# Number theoretic inequality

I'm trying to prove an inequality that I believe to be the case. The inequality is as follows

$$k! < p^{k-1}\prod_{j = 1}^{k-1}(p^{n-1}-j)$$

where $1 < k \leq p^{n-1}$, $p$ a fixed odd prime and $n > 1$ a fixed positive integer.

I've shown that it's true for a couple of small values for $p$ and $n$ but I'm not sure how I might tackle the problem in more generality.

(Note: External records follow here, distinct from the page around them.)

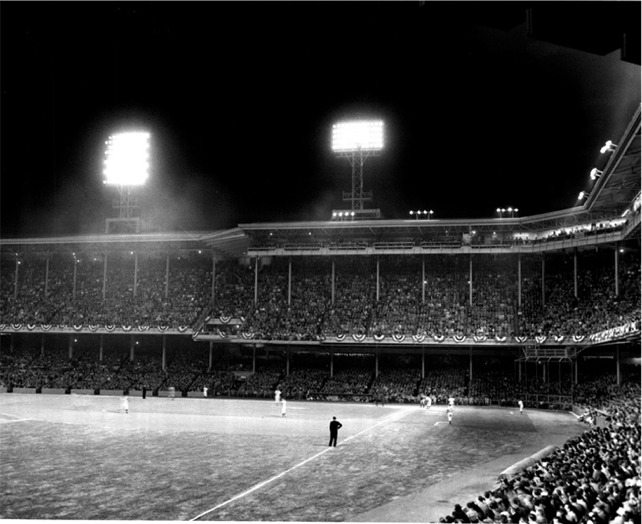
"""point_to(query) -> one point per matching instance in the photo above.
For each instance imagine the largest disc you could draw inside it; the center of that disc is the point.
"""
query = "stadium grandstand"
(536, 298)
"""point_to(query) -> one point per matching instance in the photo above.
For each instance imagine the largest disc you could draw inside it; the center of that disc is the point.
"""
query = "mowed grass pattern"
(175, 460)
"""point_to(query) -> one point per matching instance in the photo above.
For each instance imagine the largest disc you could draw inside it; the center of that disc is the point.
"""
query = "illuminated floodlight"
(127, 159)
(366, 135)
(607, 147)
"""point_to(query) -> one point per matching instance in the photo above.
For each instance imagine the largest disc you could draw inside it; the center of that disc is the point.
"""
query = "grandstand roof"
(620, 182)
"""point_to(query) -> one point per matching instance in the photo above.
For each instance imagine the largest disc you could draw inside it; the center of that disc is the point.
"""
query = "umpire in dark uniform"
(334, 431)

If there's a counter-example that I've missed, I'd be overjoyed if anyone could point it out. Hints towards a solution would be preferable!

Lemma. $k< 3^{k-1}\le p^{k-1}$ for $k>1$
Proof. By mathematical induction.

Base step is satisfied because $2<3^{2-1}=3$, and inductive step is done because $3^n=3(3^{n-1})>3(n-1)>n$. Q.E.D.

Because of lemma, it suffices to prove that $$(k-1)!\le\prod_{j = 1}^{k-1}(p^{n-1}-j)$$ and this is equivalent with $1 \le \binom{p^{n-1}-1}{k-1}$, and this is easily satisfied as $k-1 \le p^{n-1}-1$.